Atlanto-Axial Subluxation in Children

Atlanto-dental Interval

The ADI is the most widely accepted measure of atlanto-axial subluxation. This is measured from the posterior inferior border of the atlantal archto the nearest anterior surface of the dens. The measurement is taken from good-quality lateral cervical spine x-rays in flexion and extension. It is important to ensure that there is no rotation as this invalidates the measurement.

  • Decreasing ADI with age: The acceptable interval will vary with age. Less than 5 mm is acceptable for children younger than 8 years of age, while <3 mm is used in older children and adolescents.
  • ADI changes with flexion: The ADI can increase by up to 2 mm with flexion in the normal individual.
  • Normal elevation in ADI: An increase in the ADI may be seen in children and adults with Down syndrome, Morquio syndrome, juvenile rheumatoid arthritis, and Griselsyndrome.

Posterior Canal Width or Posterior ADI

  • Portion of canal housing cord: The PADI is the distance from the posterior surface of the odontoid peg to the anterior surface of the posterior arch of the atlas. This is the space available for the spinal cord.  While some have argued it is a more important measure of atlanto-axial subluxation, it is less commonly used in clinical practice. A value of <13 mm is considered abnormal.

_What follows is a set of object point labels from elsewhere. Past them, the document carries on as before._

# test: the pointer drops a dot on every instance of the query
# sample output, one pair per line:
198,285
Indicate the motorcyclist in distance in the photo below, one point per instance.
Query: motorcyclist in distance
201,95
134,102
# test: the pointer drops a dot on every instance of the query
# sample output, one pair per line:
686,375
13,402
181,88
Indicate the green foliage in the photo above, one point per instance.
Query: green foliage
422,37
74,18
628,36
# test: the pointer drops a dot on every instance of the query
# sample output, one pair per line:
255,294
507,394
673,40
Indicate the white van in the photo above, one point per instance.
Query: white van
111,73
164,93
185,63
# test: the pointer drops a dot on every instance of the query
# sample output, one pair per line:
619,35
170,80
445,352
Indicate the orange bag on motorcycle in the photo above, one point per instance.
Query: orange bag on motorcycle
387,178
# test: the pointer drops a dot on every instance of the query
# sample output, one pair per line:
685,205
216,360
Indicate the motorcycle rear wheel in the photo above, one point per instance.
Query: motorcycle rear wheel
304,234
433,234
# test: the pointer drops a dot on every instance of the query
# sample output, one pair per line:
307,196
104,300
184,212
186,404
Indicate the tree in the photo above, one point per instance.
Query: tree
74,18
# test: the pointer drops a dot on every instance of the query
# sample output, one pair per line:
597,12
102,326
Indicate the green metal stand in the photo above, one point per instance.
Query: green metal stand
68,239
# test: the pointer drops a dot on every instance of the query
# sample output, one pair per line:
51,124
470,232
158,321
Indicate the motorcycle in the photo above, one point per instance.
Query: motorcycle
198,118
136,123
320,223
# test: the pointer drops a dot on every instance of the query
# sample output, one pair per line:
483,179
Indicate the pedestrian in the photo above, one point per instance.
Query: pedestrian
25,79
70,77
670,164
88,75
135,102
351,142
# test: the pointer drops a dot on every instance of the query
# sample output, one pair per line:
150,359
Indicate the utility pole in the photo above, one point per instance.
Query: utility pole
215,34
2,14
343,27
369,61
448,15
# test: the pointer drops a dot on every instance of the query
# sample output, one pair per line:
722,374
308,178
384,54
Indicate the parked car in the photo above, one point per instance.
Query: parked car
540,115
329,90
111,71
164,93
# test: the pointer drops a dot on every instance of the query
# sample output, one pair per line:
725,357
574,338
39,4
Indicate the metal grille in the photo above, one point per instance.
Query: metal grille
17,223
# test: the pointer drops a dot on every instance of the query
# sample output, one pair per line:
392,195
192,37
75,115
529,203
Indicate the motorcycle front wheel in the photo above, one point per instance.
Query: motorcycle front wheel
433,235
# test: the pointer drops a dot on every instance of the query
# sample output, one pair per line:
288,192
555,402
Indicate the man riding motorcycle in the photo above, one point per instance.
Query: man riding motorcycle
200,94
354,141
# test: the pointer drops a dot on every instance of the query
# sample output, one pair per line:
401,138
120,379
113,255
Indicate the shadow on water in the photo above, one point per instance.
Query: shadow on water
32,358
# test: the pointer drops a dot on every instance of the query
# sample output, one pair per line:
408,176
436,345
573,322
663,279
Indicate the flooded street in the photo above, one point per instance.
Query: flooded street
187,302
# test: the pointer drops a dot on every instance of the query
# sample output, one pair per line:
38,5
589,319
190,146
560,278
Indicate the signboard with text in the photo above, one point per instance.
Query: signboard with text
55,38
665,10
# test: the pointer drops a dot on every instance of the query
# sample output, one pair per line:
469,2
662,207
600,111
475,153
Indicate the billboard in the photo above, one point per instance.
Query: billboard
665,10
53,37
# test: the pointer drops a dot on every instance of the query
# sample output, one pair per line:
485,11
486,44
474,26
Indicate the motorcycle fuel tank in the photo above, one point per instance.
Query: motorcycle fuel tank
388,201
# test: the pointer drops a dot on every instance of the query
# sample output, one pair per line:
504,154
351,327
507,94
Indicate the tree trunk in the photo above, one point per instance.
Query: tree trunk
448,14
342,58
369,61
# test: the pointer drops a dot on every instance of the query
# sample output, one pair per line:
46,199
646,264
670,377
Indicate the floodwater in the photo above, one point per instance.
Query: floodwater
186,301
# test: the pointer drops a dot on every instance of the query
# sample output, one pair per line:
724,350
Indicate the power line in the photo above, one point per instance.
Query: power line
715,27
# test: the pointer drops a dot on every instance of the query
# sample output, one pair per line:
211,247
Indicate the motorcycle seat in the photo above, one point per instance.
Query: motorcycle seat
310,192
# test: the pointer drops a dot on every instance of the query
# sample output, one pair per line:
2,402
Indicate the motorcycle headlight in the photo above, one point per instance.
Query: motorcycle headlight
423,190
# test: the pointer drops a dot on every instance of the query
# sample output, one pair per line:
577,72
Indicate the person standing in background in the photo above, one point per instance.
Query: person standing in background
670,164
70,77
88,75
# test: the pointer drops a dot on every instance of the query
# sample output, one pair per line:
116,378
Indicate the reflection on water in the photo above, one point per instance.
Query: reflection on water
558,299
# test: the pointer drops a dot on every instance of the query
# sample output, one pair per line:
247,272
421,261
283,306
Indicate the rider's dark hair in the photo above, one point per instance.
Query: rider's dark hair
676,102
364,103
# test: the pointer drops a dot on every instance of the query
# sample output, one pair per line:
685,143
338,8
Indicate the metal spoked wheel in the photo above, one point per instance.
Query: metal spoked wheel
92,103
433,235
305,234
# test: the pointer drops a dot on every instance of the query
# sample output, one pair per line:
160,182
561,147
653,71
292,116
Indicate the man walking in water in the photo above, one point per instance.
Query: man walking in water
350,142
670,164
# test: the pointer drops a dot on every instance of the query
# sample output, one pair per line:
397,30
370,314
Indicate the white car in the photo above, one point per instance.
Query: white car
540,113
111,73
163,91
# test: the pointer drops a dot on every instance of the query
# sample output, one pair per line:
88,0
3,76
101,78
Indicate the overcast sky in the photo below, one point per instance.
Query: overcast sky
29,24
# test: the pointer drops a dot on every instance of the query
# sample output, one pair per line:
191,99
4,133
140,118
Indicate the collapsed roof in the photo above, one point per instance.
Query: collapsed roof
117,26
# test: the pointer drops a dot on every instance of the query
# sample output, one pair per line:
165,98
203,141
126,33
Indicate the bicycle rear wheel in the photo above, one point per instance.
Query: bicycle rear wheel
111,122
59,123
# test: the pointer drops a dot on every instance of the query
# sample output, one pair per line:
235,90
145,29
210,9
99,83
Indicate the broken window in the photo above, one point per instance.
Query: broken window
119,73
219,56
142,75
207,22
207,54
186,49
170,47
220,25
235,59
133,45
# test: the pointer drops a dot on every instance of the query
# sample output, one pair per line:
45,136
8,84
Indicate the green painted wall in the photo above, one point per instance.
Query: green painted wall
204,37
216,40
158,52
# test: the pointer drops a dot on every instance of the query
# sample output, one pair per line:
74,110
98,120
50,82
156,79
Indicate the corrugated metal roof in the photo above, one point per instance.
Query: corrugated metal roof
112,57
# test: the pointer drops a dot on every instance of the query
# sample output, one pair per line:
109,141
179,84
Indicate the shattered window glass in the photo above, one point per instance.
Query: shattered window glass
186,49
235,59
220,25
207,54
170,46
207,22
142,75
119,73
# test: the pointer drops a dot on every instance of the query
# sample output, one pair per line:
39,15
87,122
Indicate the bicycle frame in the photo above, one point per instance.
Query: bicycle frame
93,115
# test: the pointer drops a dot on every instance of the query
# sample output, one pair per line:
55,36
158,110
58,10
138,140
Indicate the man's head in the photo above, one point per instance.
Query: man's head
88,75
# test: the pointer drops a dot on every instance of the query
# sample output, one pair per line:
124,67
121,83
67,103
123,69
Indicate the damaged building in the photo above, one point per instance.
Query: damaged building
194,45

Atlanto-Axial Rotatory Fixation in Children

Torticollis

  • Normal cervical rotation: The normal cervical range of motion is 80 degrees of rotation to each side with 40 degrees of this range occurring at C1-2 joint.
  • Causes: Clinical torticollis may be secondary to infection, tumor, sternocleidomastoid pathology, or plagiocephaly, as well as atlanto-axial subluxation.
  • “Cock-robin” pose: This is the common presentation of a rotary subluxation with a combination of head tilt to one side with rotation towards the other side.

Assessment

  • CT scan of cervical spine: A dynamic CT of the C1-2 complex is performed with the head first rotated maximally to the left, then right, and finally with the head in neutral position. In true atlanto-axial rotatory subluxation, the subluxation will persist in all three positions. It is important to appreciate that a CT of a normal spine may be indistinguishable from an atlanto-axial subluxation in one position, but as the position of the head is changed, a subluxation will persist with atlanto-axial subluxation, while a normal spine will normalize its alignment.

3D CT reconstruction of atlanto-axial rotatory fixation(anterior view left, posterior view right):  There is rotatory fixation with the left lateral mass of C1 subluxed anteriorly in front of C2.